# About Poka_Doodle



## Poka_Doodle (Jul 14, 2015)

I have joined recently, from BYC. I love my chickens and horses, we have 13 chickens and 2 horses, along with 2 barn cats and a dog. I chose my BYH name because of my old rooster, Poka. He got his name from his early crows, and then a bit later, I started calling him Poka Doodle as his crowing progressed. When I would take him into the barn at night in the fall he would freak out and start saying his name a lot. I miss those days, I can't even remember how it sounded anymore. Poka passed away in May due to heart problems, the same day I won the cake decorating contest. Gone from earth, never from heart and mind. The day Poka went was a great day, he got peace that was needed and I won the cake decorating contest.
My real name is Jane, although my nickname is Rubber Ducky, that is for girl scouts. I am a young girl in Colorado, so I have had enough news about us. I remember the last time I was on BYC for more than an hour after a while being gone a good friend said that he had heard about Colorado on the news, I jokingly said, what part of it, because thats very true, we are in the news a lot.
Anyways thats all for now, I will post more later


----------



## Poka_Doodle (Dec 17, 2015)

Wow, that is a suprise how long our number stayed CLOSE to the same. On Halloween my number of chickens became 12. Later in July I won Showmanship, that same day one of my barn cats lost his life to feline leukima but at the start of October we got a kitten.


----------



## Baymule (Dec 17, 2015)

Chicken math never fails. And I see you practice kitty math too!


----------



## Poka_Doodle (Dec 17, 2015)

Well, if we talk about chicken math, it did fail. I didn't get extra, I lost one. And Kitty math, it was my Dad's choice to foster kittens and after Pan Luekipinia got 6 of them, we just had to keep the remaining one


----------



## Poka_Doodle (Jan 28, 2017)

Wow. So much has changed in the year and a half since I wrote that.


----------



## Bruce (Jan 29, 2017)

And .....???


----------



## Poka_Doodle (Jan 29, 2017)

Now I have thirty chickens, am into riding, think Poka was the best rooster I'll have ever owned, and am a big skier.


----------



## Poka_Doodle (May 10, 2017)

It's been just over two years since Poka died. Hard to believe how time flies. Seems like yesterday he and his sister were cuddling each night. His memory stays with his only living sibling.

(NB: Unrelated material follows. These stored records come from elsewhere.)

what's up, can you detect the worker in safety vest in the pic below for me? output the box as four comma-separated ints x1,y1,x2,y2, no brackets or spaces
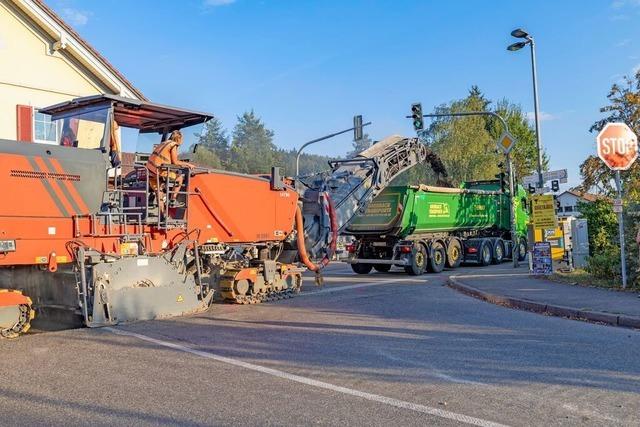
146,130,194,216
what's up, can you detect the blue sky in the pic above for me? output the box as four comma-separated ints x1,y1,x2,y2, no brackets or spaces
49,0,640,187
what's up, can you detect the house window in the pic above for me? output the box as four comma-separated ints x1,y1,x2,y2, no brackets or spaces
565,206,573,212
557,206,563,212
33,110,60,144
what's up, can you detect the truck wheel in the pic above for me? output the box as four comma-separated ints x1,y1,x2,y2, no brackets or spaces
429,241,446,273
479,240,493,266
404,244,427,275
351,263,373,274
517,237,528,262
492,240,505,264
373,264,392,273
446,239,462,269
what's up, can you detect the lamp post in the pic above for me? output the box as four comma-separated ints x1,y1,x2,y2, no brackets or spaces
508,28,544,191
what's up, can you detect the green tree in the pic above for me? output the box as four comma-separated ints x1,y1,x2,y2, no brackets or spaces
396,86,547,187
192,146,223,169
198,117,230,167
578,70,640,288
347,133,372,158
580,70,640,199
412,86,498,186
490,99,548,182
229,111,277,174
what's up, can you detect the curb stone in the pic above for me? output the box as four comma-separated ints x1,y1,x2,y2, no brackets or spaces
447,276,640,330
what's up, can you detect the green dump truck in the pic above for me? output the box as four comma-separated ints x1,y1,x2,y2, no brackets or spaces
343,180,529,275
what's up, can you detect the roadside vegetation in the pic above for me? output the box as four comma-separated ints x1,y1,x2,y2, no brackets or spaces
578,70,640,289
192,111,373,176
395,86,545,186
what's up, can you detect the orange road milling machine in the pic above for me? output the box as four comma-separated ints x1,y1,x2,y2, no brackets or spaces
0,95,427,337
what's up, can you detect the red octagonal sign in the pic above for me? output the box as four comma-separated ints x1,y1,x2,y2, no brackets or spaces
596,122,638,170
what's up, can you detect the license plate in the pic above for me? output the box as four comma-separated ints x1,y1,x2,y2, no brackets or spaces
372,242,387,247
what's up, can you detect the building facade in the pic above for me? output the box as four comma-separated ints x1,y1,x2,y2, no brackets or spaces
0,0,144,143
556,190,599,218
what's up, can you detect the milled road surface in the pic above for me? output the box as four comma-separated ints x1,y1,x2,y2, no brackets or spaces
1,262,639,426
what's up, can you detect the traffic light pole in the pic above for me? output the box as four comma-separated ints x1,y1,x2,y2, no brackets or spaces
409,111,520,268
295,121,372,176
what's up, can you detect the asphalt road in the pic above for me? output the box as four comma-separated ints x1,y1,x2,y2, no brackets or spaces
1,262,639,426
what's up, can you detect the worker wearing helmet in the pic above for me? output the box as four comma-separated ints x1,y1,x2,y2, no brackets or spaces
147,130,193,217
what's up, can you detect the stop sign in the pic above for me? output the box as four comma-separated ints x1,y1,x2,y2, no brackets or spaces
596,123,638,170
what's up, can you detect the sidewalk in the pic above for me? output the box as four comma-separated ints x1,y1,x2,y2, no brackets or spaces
448,268,640,329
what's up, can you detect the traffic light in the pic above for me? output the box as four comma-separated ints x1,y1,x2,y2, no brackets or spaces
411,103,424,131
554,195,560,210
353,115,363,141
528,184,536,194
551,179,559,192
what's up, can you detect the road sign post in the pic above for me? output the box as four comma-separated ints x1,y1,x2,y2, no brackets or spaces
596,122,638,289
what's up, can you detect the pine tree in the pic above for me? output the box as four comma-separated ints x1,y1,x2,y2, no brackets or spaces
198,117,230,166
229,111,277,174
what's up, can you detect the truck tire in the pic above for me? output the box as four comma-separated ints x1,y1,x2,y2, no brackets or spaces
517,237,528,262
428,241,446,273
404,244,427,275
373,264,392,273
446,238,462,269
492,239,505,264
351,263,373,274
479,240,493,266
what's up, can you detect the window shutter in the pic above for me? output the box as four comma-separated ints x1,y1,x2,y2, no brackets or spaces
16,105,33,142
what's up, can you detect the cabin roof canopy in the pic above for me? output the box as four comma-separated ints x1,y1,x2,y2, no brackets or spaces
39,94,213,133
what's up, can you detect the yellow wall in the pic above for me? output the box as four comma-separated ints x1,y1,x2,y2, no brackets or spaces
0,0,113,140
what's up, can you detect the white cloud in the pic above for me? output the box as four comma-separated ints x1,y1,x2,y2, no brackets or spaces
204,0,236,6
61,8,91,26
526,111,556,122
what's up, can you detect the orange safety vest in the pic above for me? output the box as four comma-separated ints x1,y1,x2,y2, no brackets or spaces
147,140,178,176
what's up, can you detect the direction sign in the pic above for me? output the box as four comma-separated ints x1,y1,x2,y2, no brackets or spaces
530,194,557,229
613,198,623,213
497,131,515,154
596,123,638,170
523,169,568,185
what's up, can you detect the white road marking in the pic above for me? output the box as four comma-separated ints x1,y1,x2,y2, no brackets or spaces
302,278,423,297
376,349,487,386
106,327,510,427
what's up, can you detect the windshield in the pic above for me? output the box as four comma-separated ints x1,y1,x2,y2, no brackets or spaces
121,122,206,157
49,107,109,149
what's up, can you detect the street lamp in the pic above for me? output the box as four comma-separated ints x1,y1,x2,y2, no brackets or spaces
508,27,544,191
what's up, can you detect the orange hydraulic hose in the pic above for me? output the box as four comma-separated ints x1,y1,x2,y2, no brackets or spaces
295,192,338,272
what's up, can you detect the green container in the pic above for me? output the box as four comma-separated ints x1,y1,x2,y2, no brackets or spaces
346,182,529,239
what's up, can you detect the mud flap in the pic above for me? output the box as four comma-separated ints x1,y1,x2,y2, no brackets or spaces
86,255,204,327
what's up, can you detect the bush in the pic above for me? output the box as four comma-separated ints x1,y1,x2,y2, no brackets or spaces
586,249,621,282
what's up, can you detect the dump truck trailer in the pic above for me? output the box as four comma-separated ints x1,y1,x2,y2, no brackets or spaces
343,180,529,275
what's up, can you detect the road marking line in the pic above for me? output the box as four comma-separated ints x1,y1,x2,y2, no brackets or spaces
302,278,422,297
106,327,510,427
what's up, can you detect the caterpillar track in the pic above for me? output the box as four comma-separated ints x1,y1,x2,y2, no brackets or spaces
0,290,35,339
218,265,303,304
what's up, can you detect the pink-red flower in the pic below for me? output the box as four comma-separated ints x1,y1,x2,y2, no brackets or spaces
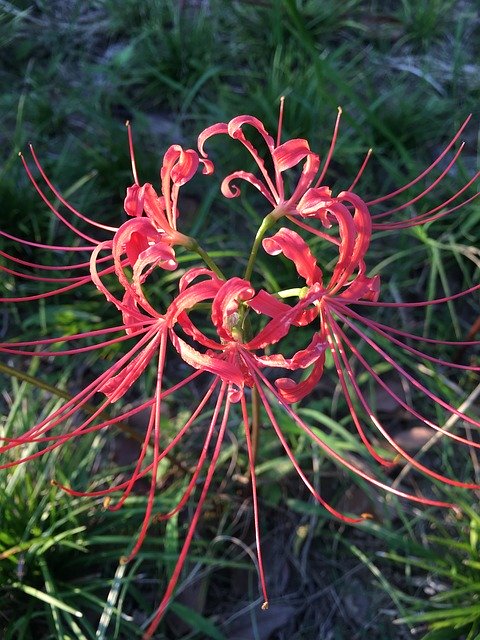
1,108,480,640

Funny that while I write this, I'm listening to "if heaven weren't so far away"


----------



## Baymule (May 10, 2017)

There are those special animals that find a way into our heart, where they live forever.


----------



## TheCuteOrpington (Aug 18, 2017)

Oh Im so sorry for your poor rooster...

Make a notebook of pictures of "the good times" with your rooster.
We all will die one day.. and meet our loved animals and relatives


----------



## TheCuteOrpington (Aug 18, 2017)

"Living forever" doesn't really mean what you think it is..
It means staying in your heart forever 

There’s nothing I can say right now to make you feel better. I wish I could. I want you to know that I am here for you.


----------



## Poka_Doodle (Aug 18, 2017)

It is what it is honestly. Poke was a great roo, but I've moved on. Pumpkin will always preserve a special spot in my heart, but I've found other showmanship birds that are capable.


----------



## TheCuteOrpington (Aug 18, 2017)

http://www.fsfh.org.uk/
You can help by buying some of these hens if you like


----------



## Bruce (Aug 18, 2017)

I think it is a REALLY long way for @Poka_Doodle to go!


----------



## Poka_Doodle (Aug 18, 2017)

Yeah it is.


----------



## Poka_Doodle (Aug 18, 2017)

Honestly I might be Poka too. I now have a great showmanship rooster amongst my 66 chickens.


----------